The above conditions may exist in transition economies. So it may not be mere coincidence that some of the biggest Ponzi schemes in history have occurred in these economies. A careful examination of four Ponzi schemes—two past and two recent— suggests that one or more of the four factors described above may have existed in these countries when the Poonzi schemes occurred. A reading of Mackay’s (1841) account of the Mississippi Scheme indicates that John Law’s scam had the blessings of the French state, whose finances were in a mess after the death of Louis XIV. According to Mackay, "He proposed to the regent (who could refuse him nothing) to establish a company that should have the exclusive privilege of trading to the great river Mississippi and the province of Louisiana." In 1719, Law’s company, the Compagnie des Indes, was further granted the exclusive privilege of trading with the East Indies, China, and the South Seas. John Law started his scheme that year. His scam had the three critical ingredients of a classic Ponzi scheme: an investment idea (a share in the profits that were to be made by trade with exotic lands), a promised attractive return (a 40 percent annual return on the shares of the Mississippi Company) and an initial meeting of obligations (he delivered an annual return of 120 percent initially). It also had one feature that Charles Ponzi’s scheme did not—intimate involvement of the ruling class. It should be also be noted that when the scheme collapsed, the holders of useless Mississippi stock were given 2.5 percent interest-bearing notes that were secured by the municipal revenues of the city of Paris.
The South Sea Bubble in Britain in 1720 was, as Garber (1990) aptly describes, a shadow of the Mississippi Scheme. The Whig ministry had been dismissed, and public debt was at an astounding 10 millions sterling. In 1720 Parliament granted the South Sea Company monopoly rights over trade with the South Seas and, in exchange, obtained attractive refinancing terms for the state debt. The South Sea Company then acted like Law’s company: it issued successive rounds of stock that promised a share of trading profits, delivered attractive initial returns (100 percent return from February to April 1720), and then disintegrated. Parliament partially bailed out investors by writing off 7.1 million sterling of the company’s debt.
In Russia in 1994 the MMM scheme promoted by Sergei Mavrodi collapsed. He had promised annual returns of 2,000 percent, recruited 5 million Russians, and become the sixth richest man in Russia. Notable features of this scheme were that the regulators did not initially discourage it and that there was a partial bailout after the collapse. Bailouts, however, were not promised to participants in the myriad smaller Ponzi schemes (like Tibet, Ruski Dom Selenga, and Khopor) that had also sprouted.
These themes were replayed on a smaller scale in other transition economies in the 1990s. Ponzi schemes were reported in Romania (600 schemes, the biggest of which was Caritas, which involved 20 percent of the population, and promised 800 percent return in 100 days), Bulgaria, the Slovakia Republic, Serbia, and the Czech Republic.
In 1997 there was a Ponzi scheme in Albania.
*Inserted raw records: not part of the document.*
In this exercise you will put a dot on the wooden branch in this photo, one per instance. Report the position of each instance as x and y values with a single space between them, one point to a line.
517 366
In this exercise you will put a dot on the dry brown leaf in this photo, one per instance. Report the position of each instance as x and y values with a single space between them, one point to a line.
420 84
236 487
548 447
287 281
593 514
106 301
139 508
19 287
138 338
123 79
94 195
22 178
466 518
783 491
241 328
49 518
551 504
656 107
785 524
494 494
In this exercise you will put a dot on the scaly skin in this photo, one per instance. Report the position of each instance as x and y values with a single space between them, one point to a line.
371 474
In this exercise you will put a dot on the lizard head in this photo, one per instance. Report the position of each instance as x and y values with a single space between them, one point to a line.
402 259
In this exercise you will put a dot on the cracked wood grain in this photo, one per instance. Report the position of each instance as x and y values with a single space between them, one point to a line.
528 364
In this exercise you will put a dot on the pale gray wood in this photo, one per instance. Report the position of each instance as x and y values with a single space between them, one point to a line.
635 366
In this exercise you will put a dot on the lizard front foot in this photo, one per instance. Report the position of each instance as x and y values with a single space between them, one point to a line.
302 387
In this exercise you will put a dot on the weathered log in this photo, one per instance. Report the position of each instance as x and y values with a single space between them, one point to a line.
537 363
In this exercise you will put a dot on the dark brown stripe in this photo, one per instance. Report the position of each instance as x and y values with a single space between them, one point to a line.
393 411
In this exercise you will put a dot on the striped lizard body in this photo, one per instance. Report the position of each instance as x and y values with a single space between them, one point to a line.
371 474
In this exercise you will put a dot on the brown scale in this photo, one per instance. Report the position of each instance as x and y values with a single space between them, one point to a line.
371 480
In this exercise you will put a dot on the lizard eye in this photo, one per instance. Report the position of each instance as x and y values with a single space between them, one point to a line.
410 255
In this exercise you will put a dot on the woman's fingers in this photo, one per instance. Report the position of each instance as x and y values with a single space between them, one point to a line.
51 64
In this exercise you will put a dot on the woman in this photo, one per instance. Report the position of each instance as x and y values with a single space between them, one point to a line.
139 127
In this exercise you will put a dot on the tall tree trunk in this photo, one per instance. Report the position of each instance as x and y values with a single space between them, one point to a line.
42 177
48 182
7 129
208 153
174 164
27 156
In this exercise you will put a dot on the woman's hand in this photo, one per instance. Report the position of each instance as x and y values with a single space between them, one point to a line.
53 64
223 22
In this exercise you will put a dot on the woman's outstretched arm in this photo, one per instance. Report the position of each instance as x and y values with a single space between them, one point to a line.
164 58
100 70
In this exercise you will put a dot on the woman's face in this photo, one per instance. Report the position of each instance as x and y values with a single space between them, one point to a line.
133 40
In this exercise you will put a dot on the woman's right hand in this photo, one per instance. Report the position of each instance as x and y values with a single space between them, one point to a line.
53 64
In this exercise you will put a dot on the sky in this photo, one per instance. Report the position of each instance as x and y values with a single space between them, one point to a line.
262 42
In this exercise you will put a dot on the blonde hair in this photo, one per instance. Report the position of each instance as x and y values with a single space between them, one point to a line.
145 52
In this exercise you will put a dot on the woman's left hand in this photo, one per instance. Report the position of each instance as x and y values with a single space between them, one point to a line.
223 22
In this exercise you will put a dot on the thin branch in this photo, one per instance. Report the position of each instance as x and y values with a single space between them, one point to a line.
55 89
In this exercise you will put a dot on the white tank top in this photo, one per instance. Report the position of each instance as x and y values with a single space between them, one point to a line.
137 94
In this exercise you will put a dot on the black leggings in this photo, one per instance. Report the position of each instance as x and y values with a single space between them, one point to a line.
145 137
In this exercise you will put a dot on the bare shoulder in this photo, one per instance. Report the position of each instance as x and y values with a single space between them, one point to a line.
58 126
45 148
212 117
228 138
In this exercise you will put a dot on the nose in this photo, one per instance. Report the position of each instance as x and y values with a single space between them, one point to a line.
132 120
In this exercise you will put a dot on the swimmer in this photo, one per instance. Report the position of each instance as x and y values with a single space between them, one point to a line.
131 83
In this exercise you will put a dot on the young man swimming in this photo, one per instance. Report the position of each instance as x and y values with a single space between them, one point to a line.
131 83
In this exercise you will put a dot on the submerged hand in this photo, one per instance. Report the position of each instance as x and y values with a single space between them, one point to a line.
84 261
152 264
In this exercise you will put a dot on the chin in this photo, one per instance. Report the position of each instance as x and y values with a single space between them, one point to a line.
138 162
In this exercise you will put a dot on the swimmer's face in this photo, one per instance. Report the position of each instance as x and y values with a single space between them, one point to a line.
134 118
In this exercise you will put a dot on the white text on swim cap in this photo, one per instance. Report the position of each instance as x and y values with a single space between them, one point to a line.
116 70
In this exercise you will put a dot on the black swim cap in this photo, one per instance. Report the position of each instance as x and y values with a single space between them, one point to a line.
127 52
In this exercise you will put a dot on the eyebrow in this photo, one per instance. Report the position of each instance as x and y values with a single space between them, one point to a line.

Maksude Kademi, Bakshim
Driza, and Rapush Xhaferi had promised returns as high as 100 percent in six months and
had sold their certificates to about half the population. They attracted a sum that was
about four times Albania’s state budget, twice its bank deposits, and roughly equal
to its GDP. When their "foundations" collapsed, about a sixth of the population
lost all their savings, and violent civil unrest erupted. A salient feature of the three
Albanian schemes was the role of the ruling class. State television actively promoted
these funds, giving the impression of official approval. Political parties endorsed
them. Election posters often included the logos of the funds. Finally, when the schemes
collapsed, the government accepted "moral responsibility" to pay back at least
some of the $370 million lost (the annual state budget is $500 million).